Mungkin kegagalannya melamar pekerjaan terhambat oleh rasa benci dan dendamnya. Sekarang waktunya mengikhlaskan apa yang sudah terjadi. Ratri sudah memaafkan, Rahman sudah legowo menerima, gilirannya melakukan hal yang sama.

***

Rahman langsung menawarkan diri mengantar Eza. Karena dia tahu tempat biasaTama nongkrong bersama teman-temannya. Benar saja, Tama sedang minum kopi bersama temannya yang kemarin. Mereka ternyata hanya sangar di luar. Menurut orang sekitar sana, mereka malah membantu kemanan diarea situ.

Sebelumnya ada balap liar yang beraksi sana. Sekarang tidak lagi, karena takut. Bahkan polisi berterimakasih.

Eza mendekat ke ayahnya. Tama yang sedang merapikan gelas bekas kopi pengunjung nyaris menjatuhkan nampan berisi gelas. Untung dengan sigap temannya mengambil alih.

"Udah, malam ini gue yang cuci gelasnya. Lo urus masalah lo dulu."

Tama menghampiri dua anak kandungnya. Agak canggung tetapi Rahman yang mendahului berbicara.

"Pak, Eza mau bicara. Bapak ikut kita dulu, ya."

Tama mengangguk.
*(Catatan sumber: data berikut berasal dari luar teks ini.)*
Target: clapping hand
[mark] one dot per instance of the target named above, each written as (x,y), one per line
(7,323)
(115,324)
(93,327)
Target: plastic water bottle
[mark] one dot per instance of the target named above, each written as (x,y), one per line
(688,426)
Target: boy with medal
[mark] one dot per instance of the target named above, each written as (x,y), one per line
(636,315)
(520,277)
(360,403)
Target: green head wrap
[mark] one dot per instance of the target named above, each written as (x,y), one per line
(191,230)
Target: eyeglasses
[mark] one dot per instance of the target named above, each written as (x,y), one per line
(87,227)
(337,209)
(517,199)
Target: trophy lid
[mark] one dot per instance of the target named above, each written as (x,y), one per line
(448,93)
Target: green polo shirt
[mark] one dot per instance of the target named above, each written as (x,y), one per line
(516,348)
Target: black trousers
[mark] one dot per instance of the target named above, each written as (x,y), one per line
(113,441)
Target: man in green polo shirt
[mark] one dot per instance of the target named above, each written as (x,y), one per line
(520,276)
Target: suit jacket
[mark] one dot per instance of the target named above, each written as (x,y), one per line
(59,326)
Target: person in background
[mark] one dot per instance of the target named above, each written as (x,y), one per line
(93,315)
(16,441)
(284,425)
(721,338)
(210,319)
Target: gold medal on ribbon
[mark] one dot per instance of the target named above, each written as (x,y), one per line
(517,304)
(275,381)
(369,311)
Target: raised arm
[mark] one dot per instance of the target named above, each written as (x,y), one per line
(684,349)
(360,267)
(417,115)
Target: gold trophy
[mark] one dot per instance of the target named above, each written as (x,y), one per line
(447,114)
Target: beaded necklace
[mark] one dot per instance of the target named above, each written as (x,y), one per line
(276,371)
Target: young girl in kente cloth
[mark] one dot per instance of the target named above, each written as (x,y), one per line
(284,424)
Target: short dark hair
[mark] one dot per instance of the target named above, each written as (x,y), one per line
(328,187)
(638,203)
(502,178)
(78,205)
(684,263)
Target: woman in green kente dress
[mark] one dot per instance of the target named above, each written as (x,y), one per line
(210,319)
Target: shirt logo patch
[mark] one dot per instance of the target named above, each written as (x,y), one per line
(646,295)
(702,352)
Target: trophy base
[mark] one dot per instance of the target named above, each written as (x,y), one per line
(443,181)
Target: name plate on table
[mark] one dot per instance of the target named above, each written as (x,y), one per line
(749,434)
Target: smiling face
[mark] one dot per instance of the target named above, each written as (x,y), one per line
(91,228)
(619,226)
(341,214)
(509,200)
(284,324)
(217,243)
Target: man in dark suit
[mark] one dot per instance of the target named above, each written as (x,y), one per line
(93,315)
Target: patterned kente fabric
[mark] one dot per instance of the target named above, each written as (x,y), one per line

Dia tidak mampu menggambarkan perasaannya saat ini, bahagia, sedih, takut kehilangan kebersamaan ini. Dia takut apa Eza akan mencampakan dirinya? Apakah ini sudah saatnya putrinya itu akan meluapkan semua amarah?

Kalau memang itu terjadi Tama akan menerima itu. Tanpa protes, tanpa perlawanan, dan tanpa membela diri. Dia memang bersalah. Dirinya sudah keterlauanl dan melakukan kesalahan berulangkali. Sehingga dua istri dan dua anaknya menderita.